3-Parameter Logistic Dose-Response (3PL)
PharmacologyFits a three-parameter sigmoid dose-response curve to estimate the IC50/EC50, Hill slope, and maximum response, with the baseline (bottom) fixed at zero.
When to Use
Use this model when your data have been normalised to a zero baseline (e.g., 0% inhibition or 0% response at the lowest dose) and you want to estimate the dose producing 50% of the maximum effect. Common in pharmacology for potency ranking of compounds where the baseline response is known.
Assumptions
- The dose-response relationship follows a monotonic sigmoid curve.
- The bottom asymptote is fixed at zero (data are normalised to baseline).
- You have a sufficient range of doses to bracket the IC50/EC50 value.
- At least 4 distinct dose levels are included, with replicates at each level for reliable fitting.
- Residuals around the fitted curve are approximately normally distributed with constant variance.
Required Inputs
| Input | Type | Notes |
|---|---|---|
| Dose / Concentration | Numeric | X-axis values, must be positive (often on a log scale) |
| Response | Numeric | Y-axis values (measured response, typically normalised 0-100%) |
Output Metrics
| Metric | What it means |
|---|---|
| IC50 / EC50 | The dose that produces 50% of the maximum response. The central measure of potency. |
| IC50 SE | Standard error of the IC50 estimate. |
| IC50 95% CL Lower | Lower bound of the 95% confidence interval for IC50. |
| IC50 95% CL Upper | Upper bound of the 95% confidence interval for IC50. |
| pIC50 | Negative log10 of IC50: pIC50 = -log10(IC50). Higher values indicate greater potency. |
| Hill Slope | Steepness of the dose-response curve at the inflection point. A slope of 1 is a standard Michaelis-Menten curve. |
| Top | Maximum response (upper asymptote). |
| R-Squared | Proportion of variance in the response explained by the model. |
| Adj R-Squared | R-squared adjusted for the number of parameters. |
| RMSE | Root mean squared error of the residuals. |
| AIC | Akaike Information Criterion for model comparison (lower is better). |
| BIC | Bayesian Information Criterion for model comparison (lower is better). |
| Confidence Bands | Model-based confidence bands for predicted responses across dose values. |
Interpretation
- The IC50 is the most important output: it tells you the dose needed for half-maximal effect. Lower IC50 means higher potency.
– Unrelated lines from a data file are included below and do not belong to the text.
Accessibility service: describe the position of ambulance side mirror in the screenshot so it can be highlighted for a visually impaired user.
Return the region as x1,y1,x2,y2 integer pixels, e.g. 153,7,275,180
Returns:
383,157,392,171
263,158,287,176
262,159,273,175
- Use pIC50 (-log10 of IC50) for potency ranking. A compound with pIC50 = 7 is 10-fold more potent than one with pIC50 = 6.
- The Hill slope describes how steeply the response changes around the IC50. A slope > 1 indicates positive cooperativity; a slope < 1 indicates negative cooperativity.
- Compare 3PL and 4PL models using AIC/BIC. If the 4PL model does not substantially improve the fit (lower AIC/BIC), the simpler 3PL is preferred.
- Wide confidence intervals around IC50 suggest the data do not constrain the estimate well. Consider adding doses near the expected IC50.
Common Pitfalls
- Fixing the bottom at zero is only valid if data are normalised. Using raw (unnormalised) data with a 3PL model forces an incorrect baseline, biasing the IC50.
- If data do not reach a clear plateau at high doses, the top parameter is poorly estimated, which propagates uncertainty to the IC50.
- Too few dose levels or inadequate dose range make the curve fitting unreliable. The IC50 should ideally fall within your tested dose range.
- Outliers at extreme doses can disproportionately affect the curve shape. Inspect the fitted curve visually alongside the data.
How It Works
- Define the 3PL model: Response = Top / (1 + (IC50/Dose)^HillSlope), with Bottom fixed at 0.
- Use non-linear least squares optimisation to find the values of Top, IC50, and Hill Slope that minimise the sum of squared residuals between observed and predicted responses.
- Compute confidence intervals for each parameter from the covariance matrix of the estimates.
- Calculate goodness-of-fit metrics (R-squared, AIC, BIC) to evaluate model adequacy.
Citations
References
- Hill, A. V. (1910). The possible effects of the aggregation of the molecules of haemoglobin on its dissociation curves. Journal of Physiology, 40, iv-vii.
- Gaddum, J. H. (1953). Bioassays and mathematics. Pharmacological Reviews, 5(2), 87-134.
- Ritz, C., Baty, F., Streibig, J. C., & Gerhard, D. (2015). Dose-response analysis using R. PLoS ONE, 10(12), e0146021.